Addressing The Uranium Shortfall
By Andrew Nelson
Despite a run of soft sentiment that's only worsened since the March 2011 Fukushima nuclear power plant accident, it still seems fairly clear that policy makers across the globe remain committed to nuclear power for the most part. Despite a few naysayers like Germany and Japan recently "talking about" leaving the nuclear power marketplace, global demand is still expected to increase significantly over the medium to longer term via ongoing demand and new work in Asia, the US and yes, even Europe.
This combination of increasingly tight supply and steady demand growth for nuclear power sees analysts at Morgan Stanley upgrade their view on the uranium market.
The broker expects global nuclear power capacity will increase by 38% over the next eight years as countries chase lower levels of carbon emissions while trying to keep prices down on generation and distribution. This is very much the case in China, although the broker also expects Japan will return to around 60% of its pre-Fukushima level by 2020 despite the recent anti-nuclear rumblings coming from the government.

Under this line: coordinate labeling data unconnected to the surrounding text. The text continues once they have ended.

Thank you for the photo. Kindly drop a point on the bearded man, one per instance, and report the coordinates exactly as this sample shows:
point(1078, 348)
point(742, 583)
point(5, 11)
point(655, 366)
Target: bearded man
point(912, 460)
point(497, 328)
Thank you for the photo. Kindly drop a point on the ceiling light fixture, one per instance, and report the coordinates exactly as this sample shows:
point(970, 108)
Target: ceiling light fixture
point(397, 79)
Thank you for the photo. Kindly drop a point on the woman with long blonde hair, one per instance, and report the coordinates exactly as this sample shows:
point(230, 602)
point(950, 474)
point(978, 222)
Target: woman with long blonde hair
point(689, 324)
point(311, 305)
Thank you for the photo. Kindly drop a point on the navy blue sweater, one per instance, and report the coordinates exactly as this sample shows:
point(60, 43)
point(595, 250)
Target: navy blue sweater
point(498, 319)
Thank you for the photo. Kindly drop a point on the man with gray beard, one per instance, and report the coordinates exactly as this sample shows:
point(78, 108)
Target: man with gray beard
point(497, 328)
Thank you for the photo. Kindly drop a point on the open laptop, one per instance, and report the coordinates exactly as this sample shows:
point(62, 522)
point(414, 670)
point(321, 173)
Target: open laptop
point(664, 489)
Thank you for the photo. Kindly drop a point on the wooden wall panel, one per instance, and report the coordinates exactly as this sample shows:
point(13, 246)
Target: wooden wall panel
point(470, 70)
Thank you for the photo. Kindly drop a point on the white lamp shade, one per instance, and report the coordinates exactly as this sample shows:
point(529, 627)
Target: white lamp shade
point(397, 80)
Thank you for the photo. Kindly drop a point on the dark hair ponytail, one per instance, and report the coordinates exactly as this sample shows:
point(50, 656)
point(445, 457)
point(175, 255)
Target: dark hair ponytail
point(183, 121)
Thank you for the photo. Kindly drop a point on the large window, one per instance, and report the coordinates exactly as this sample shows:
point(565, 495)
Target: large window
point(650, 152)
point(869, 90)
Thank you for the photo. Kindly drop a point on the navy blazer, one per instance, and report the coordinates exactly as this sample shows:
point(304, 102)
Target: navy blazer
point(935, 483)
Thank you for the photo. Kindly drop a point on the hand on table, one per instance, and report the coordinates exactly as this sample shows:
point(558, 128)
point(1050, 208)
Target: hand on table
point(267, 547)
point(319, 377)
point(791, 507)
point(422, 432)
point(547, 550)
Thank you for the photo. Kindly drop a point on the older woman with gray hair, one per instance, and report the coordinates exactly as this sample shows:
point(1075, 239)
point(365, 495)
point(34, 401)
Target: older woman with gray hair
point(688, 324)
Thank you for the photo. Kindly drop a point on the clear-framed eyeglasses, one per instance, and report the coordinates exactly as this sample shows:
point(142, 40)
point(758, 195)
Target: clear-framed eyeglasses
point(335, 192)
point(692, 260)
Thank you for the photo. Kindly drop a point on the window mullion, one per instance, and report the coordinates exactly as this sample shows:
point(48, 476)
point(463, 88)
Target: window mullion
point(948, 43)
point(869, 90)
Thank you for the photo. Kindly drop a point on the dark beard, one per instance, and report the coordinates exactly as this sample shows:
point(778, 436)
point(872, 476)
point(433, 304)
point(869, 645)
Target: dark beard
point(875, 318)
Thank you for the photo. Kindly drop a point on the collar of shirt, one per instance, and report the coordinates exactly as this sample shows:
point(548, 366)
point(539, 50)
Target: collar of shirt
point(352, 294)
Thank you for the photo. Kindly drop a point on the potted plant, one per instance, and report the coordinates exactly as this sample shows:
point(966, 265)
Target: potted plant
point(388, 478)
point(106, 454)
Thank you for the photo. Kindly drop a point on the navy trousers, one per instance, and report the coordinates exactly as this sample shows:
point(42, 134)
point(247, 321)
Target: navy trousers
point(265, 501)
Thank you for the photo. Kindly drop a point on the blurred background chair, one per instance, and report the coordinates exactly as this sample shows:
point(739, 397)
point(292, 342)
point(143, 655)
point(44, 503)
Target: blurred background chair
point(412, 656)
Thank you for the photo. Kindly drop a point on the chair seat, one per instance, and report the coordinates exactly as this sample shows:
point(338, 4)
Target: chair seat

Based on this sort of demand, Morgan Stanley expects uranium supply will start falling short of its projected demand growth as soon as 2014, lagging demand by some 11.5mlbs in 2015 based on current production levels. The broker expects this gap will continue to widen, increasing to a shortfall of 17.8mlbs by 2020. That is, of course, unless new supply continues to come on line.
There is one major factor required to bring new supply on line and that is higher prices, which will be the only thing that generates new investment and development. On the broker's numbers, the minimum price it will take to encourage new production through this 8-year period is US$69.50/lb.